Alva-2020 · July 22, 2020, 6:30pm

Hi everyone, when I use F.nn_loss() in model forward as above. Then I two GPUs to train the model in form of model = torch.nn.DataParallel(model).cuda(). I get a tuple speed_loss. Before I called loss.backward, I use torch.sum(speed_loss) to get a scalar. Is this right? The tuple is from two gpus calculation. I add them together then go backward directly.

ptrblck · July 25, 2020, 3:02am

The output of nn.DataParallel should be a single tensor on the default device and thus the target as well.
I’m not sure, if you are using a custom data parallel approach, but if you are calculating the loss based on the model output and target, you should get a tensor (also on the default device) and not a tuple.
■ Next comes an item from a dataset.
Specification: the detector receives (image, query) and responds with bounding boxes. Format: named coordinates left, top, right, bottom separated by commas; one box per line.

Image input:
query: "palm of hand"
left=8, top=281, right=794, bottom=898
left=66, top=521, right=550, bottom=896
Alva-2020 · August 11, 2020, 2:43am

Thanks very much, I fixed it.

gangqiang_hu · November 6, 2020, 2:17pm

I got the same problem, getting multiple loss. How do you solve that? Thanks a lot!

gangqiang_hu · November 7, 2020, 2:17am

OK…I fixed that. If you compute and return the loss inside the model, then you will get a loss list. Just average the loss list.